The density $\rho$ of the comet in $\textrm{kg m}^{-3}$ is

$$300 < \rho < 700\;.$$

Using $m = \rho V$ we can therefore estimate the mass $m$ of the comet, in $\mathrm{kg}$, to be bounded as

$$1.96\times 10^{13}< m< 4.58\times 10^{13}\;.$$

The momentum of the comet, measured in $\textrm{kg m s}^{-1}$, can now be estimated as

$$1.18 \times 10^{18}< p < 2.75 \times 10^{18}\;.$$

If we assume that all of this momentum is transferred to the earth on impact then the velocity change $\Delta V$, measured in $\textrm{m s}^{-1}$, that this would impart to the earth is found by $\Delta v = p/M$ where $M$ is the mass of the earth.

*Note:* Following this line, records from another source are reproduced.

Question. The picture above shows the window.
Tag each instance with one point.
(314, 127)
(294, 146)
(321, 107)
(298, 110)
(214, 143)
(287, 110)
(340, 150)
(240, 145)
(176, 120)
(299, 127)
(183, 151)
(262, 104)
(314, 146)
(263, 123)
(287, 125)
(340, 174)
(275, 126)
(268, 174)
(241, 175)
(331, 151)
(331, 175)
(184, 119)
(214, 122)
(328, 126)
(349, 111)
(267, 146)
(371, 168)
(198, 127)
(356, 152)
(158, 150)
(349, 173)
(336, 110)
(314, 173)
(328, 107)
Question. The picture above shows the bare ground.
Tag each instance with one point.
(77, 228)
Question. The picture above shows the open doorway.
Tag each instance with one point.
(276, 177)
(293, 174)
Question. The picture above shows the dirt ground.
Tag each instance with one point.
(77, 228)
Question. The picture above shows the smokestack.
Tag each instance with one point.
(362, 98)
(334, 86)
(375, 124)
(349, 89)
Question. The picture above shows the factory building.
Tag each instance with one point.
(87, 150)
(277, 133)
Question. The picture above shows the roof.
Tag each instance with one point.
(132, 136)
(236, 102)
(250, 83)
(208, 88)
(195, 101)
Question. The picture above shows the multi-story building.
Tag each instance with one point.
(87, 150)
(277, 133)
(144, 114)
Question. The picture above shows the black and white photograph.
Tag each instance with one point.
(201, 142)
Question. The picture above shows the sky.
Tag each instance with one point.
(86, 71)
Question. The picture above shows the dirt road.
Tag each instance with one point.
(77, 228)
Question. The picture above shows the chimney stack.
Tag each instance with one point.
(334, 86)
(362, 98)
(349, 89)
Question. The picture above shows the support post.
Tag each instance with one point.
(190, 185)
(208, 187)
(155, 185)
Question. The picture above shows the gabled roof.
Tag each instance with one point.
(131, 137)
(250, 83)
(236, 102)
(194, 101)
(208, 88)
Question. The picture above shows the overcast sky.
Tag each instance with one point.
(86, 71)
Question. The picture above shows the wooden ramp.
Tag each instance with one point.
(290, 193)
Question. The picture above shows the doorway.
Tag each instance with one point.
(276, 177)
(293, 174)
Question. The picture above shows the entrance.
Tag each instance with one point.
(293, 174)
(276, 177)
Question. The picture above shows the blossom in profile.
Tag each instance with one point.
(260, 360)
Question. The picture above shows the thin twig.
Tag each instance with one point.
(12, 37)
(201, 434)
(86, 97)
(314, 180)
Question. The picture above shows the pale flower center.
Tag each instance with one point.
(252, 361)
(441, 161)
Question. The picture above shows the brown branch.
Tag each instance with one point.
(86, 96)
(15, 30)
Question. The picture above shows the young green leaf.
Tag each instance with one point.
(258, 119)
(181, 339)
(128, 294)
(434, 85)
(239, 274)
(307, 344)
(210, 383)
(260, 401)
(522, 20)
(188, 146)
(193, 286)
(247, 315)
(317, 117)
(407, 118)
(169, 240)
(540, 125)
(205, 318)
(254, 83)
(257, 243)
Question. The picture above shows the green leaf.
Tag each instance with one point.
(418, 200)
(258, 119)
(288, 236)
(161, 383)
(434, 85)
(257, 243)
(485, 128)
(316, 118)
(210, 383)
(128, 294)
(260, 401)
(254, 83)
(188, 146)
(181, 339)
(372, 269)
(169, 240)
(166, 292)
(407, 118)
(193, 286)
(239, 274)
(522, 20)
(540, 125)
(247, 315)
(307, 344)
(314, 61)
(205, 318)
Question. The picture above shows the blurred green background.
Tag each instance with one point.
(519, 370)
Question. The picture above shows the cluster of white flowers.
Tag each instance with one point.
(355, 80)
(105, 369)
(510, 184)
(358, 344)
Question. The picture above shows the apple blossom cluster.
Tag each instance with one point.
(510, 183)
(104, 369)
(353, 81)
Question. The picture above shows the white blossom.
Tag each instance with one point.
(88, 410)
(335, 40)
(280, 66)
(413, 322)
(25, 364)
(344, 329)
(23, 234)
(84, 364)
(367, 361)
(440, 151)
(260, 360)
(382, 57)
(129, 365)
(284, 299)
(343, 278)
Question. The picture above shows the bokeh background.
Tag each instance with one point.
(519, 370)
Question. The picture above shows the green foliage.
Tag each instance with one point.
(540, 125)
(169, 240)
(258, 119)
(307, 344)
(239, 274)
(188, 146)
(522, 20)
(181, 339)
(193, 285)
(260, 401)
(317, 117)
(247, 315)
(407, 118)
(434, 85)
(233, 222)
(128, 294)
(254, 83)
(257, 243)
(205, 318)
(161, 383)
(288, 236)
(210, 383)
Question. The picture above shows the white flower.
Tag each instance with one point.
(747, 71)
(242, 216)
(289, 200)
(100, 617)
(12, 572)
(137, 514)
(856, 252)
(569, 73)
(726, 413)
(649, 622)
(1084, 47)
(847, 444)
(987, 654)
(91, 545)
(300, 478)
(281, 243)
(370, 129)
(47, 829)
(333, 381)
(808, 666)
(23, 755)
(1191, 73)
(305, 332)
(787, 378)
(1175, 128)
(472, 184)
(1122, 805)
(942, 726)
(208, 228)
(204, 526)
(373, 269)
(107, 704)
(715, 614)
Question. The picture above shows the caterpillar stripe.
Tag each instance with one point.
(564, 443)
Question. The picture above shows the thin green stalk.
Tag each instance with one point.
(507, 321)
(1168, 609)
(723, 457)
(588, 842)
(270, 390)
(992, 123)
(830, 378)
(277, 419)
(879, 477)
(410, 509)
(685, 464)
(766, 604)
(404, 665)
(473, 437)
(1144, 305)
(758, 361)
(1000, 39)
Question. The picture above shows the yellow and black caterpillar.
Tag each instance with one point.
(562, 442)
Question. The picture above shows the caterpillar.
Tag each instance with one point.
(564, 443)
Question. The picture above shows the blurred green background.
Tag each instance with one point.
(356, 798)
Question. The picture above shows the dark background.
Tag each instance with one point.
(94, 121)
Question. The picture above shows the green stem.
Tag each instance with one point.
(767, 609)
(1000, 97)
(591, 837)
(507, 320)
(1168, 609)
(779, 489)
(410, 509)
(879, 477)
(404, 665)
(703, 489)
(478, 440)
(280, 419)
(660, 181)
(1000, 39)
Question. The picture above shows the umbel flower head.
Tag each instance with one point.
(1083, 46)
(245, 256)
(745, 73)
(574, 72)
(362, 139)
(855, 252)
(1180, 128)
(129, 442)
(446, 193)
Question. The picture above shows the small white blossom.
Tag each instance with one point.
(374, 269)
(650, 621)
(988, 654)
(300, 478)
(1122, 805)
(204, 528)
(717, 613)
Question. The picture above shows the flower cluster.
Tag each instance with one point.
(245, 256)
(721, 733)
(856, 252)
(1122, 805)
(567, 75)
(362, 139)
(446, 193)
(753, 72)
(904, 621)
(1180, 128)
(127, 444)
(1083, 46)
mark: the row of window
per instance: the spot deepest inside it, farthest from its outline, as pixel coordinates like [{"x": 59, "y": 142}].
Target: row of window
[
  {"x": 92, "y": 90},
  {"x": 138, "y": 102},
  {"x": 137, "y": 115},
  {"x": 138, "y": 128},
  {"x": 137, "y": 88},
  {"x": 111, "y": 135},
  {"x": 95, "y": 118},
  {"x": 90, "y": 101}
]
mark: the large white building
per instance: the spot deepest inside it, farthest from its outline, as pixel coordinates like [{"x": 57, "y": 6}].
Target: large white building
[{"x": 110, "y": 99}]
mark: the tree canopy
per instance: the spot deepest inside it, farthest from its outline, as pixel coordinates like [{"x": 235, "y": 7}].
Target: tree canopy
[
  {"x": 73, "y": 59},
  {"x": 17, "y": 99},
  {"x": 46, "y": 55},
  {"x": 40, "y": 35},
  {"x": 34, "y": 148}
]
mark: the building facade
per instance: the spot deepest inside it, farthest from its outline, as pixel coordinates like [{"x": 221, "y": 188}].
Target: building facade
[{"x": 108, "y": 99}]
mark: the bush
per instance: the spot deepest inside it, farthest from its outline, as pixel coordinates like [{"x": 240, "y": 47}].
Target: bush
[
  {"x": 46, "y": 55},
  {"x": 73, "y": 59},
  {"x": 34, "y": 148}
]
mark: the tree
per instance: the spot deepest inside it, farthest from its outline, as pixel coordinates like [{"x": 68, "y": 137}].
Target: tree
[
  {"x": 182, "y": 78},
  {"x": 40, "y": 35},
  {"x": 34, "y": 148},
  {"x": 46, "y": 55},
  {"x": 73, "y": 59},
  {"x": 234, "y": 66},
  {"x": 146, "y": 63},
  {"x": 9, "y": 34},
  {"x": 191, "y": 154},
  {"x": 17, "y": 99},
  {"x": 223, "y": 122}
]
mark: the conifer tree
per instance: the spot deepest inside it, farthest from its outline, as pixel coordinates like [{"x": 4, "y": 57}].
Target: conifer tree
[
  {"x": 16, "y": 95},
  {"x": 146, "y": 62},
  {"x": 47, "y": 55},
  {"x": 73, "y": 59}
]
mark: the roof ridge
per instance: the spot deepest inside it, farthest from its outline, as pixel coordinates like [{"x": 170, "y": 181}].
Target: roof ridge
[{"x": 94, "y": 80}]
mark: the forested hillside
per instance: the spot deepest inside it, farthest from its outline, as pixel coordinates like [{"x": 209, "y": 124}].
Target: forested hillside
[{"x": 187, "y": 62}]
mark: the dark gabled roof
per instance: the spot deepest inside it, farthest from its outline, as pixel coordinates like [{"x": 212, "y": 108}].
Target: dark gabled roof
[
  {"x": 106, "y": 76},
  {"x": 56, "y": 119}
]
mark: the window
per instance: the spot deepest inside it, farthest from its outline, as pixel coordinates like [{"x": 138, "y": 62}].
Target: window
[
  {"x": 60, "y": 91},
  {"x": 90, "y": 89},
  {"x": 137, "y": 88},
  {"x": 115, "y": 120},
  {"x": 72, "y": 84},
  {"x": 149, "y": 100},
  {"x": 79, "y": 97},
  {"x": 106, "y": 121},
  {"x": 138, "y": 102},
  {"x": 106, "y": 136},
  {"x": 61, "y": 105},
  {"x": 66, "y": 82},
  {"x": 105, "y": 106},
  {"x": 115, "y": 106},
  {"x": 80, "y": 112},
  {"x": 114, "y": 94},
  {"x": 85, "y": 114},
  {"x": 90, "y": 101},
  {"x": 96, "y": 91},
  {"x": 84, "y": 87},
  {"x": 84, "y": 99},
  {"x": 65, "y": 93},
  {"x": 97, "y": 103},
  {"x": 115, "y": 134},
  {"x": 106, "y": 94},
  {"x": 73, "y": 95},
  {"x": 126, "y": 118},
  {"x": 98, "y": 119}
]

$$1.97 \times 10^{-7} < \Delta v < 4.60 \times 10^{-7}$$

Taking the centre of the range we can estimate a velocity change for the earth of about $2.3\times 10^{-7}\textrm{m s}^{-1}$.

In every-day units this is about $8.4\times 10^{-7}\textrm{km h}^{-1}$, which is tiny. (Note: the earth's velocity around the sun is around $30\textrm{ km s}^{-1}$.)